Répétition générale : de gentils losers sur les planches
Faux documentaire moquant affectueusement le monde du théâtre amateur, Répétition générale est une comédie attachante, mais inégale.
C’est l’une des comédies qui ont marqué la dernière édition du festival américain de Sundance – où les droits du film ont été acquis pour 8 millions de dollars par Searchlight Pictures, propriété de Disney. Adaptation au format long du court-métrage Theater Camp réalisé en pleine pandémie, Répétition générale met en boîte les travers, exubérances et particularismes irritants ou désarmants (tout dépend si vous êtes habitué des planches ou non) du monde du théâtre amateur. Réalisé, comme le court, par la comédienne Molly Gordon et Nick Lieberman, co-scénarisé avec le comédien Ben Platt (Dear Evan Hensen), le film prend pour cible un univers encore plus « niche » culturellement parlant : les colonies théâtrales d’été, sorte de camp de vacances pour enfants pas très populaires à l’école… avec des profs à peine plus adultes à la carrière, disons-le poliment proche de l’impasse artistique.
Au théâtre cet été
Platt et Gordon incarnent dans Répétition générale Amos et Rebecca-Diane (ce prénom !), un inséparable duo de conseillers artistiques et comédiens ratés au camp « AdirondActs », où les attendent comme chaque été des dizaines d’enfants plus enthousiastes à l’idée de chanter, jouer et danser jusqu’à en perdre la voix. Deux artistes perchés, mais passionnés, dont la raison d’être vacille le jour où la boss des lieux, Joan (Amy Sedaris) tombe dans le coma et doit être remplacée par son idiot de fils Troy (inénarrable Jimmy Tatro, American Vandal), un wannabe influenceur naïf et totalement étranger au monde du théâtre. Tandis qu’Amos et Rebecca-Diane préparent dans le plus grand chaos l’écriture d’une pièce dédiée à Joan, Troy est, en plus de son incompétence criante, confronté à un problème massif : la compagnie est secrètement ruinée, et les éducateurs lunaires qui peuplent les lieux ne vont pas lui être d’un grand secours…

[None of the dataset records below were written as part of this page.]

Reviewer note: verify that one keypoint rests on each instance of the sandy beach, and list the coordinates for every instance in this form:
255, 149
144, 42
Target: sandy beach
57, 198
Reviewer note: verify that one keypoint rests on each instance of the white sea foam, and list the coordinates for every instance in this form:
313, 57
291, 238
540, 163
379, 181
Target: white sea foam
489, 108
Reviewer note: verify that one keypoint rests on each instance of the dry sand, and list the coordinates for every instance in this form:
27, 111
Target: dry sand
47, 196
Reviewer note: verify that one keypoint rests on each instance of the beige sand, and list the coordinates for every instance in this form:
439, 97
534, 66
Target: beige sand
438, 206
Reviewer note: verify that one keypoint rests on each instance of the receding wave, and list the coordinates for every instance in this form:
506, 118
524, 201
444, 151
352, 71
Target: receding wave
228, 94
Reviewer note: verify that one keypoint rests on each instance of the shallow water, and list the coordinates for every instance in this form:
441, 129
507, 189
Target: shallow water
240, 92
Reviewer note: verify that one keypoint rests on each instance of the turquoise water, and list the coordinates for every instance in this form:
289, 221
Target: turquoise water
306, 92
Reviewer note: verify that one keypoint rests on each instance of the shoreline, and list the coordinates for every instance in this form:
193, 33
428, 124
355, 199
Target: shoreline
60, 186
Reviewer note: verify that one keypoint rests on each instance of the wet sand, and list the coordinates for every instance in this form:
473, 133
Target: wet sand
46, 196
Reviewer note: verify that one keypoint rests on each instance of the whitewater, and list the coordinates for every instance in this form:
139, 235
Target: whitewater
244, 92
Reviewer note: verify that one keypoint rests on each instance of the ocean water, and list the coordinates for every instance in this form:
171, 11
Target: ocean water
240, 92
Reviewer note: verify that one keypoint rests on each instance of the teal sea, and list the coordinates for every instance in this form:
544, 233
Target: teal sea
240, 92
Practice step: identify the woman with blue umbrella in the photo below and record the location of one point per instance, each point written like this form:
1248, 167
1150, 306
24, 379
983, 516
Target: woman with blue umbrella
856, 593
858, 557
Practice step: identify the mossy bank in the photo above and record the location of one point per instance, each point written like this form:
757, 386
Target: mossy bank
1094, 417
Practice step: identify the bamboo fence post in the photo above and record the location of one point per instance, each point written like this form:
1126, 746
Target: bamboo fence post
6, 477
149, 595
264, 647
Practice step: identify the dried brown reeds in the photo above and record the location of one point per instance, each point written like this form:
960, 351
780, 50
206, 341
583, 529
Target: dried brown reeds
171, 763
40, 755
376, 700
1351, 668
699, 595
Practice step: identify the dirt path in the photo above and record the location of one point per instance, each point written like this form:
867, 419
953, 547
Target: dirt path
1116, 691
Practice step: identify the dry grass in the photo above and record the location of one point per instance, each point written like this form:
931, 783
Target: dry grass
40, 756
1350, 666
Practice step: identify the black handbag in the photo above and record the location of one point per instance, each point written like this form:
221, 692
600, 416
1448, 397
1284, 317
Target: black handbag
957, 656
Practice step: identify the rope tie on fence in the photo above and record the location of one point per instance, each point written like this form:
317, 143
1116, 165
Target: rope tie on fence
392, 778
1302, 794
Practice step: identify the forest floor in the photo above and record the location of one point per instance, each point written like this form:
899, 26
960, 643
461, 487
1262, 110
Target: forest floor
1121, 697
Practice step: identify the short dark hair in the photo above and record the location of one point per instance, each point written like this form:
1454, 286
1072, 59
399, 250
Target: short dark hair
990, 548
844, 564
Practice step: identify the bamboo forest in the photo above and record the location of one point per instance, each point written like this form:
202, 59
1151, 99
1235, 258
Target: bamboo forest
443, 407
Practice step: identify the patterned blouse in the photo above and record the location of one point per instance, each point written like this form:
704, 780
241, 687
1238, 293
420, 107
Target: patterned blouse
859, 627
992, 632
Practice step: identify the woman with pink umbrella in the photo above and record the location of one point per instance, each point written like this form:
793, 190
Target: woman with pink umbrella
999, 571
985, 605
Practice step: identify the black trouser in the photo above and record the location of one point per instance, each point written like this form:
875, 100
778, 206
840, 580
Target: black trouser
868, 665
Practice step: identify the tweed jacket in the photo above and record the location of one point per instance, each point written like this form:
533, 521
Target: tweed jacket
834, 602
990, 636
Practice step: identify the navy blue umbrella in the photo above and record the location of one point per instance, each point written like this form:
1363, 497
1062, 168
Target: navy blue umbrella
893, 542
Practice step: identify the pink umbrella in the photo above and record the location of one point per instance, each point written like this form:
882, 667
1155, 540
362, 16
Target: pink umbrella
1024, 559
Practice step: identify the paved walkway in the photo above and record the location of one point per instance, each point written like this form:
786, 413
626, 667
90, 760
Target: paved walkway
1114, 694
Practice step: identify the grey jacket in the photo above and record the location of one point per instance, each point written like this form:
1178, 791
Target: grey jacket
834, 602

« Répétition générale est une lettre d’amour aux enseignants de théâtre. »
Adoptant, de manière pas très convaincante, le format cache-misère du faux documentaire, Répétition générale est une lettre d’amour aux enseignants de théâtre et à ceux qui sont prêts à tout, y compris braver le ridicule, pour laisser cours à leur imaginaire et vibrer sur les planches. Le film leur est d’ailleurs dédié, ce qui en dit long sur le rapport amour vachard / haine relative qu’entretiennent Gordon, Platt et Lieberman avec cet univers. Car Répétition générale ne lésine pas, pour nous faire rire, sur les personnages de profs ridicules, incompétents (Ayo « The Bear » Edebiri passe une tête en chômeuse mentant sur son CV pour enseigner n’importe quoi aux élèves) ou nostalgiques d’une gloire jamais venue. Ils sont nombreux, trop peut-être pour que chacun soit correctement développé, le scénario s’attardant surtout sur l’intrigue de l’école en péril et des micro-scènes comiques montées à la hache et pas toujours fulgurantes.
Heureusement, Répétition générale relève la tête et élargit nos zygomatiques dans son final, quand après moult rebondissements, notre (irritant) duo platonique assiste à la représentation de leur spectacle « Still, Joan ». Vingt minutes de numéros musicaux bricolés, énergiques et inventifs, qui portent un message d’acceptation – le vrai message du film, au-delà de sa dimension comique brinquebalante. Si cette colonie farfelue est aussi importante pour eux, c’est parce qu’elle accepte chacun de ces jeunots avec toutes leurs différences, leur excentricité et leur singularité : « Cela ressemble à notre vraie maison ». Une note touchante et inattendue pour un film malgré tout anecdotique dans sa forme et au rythme très inégal.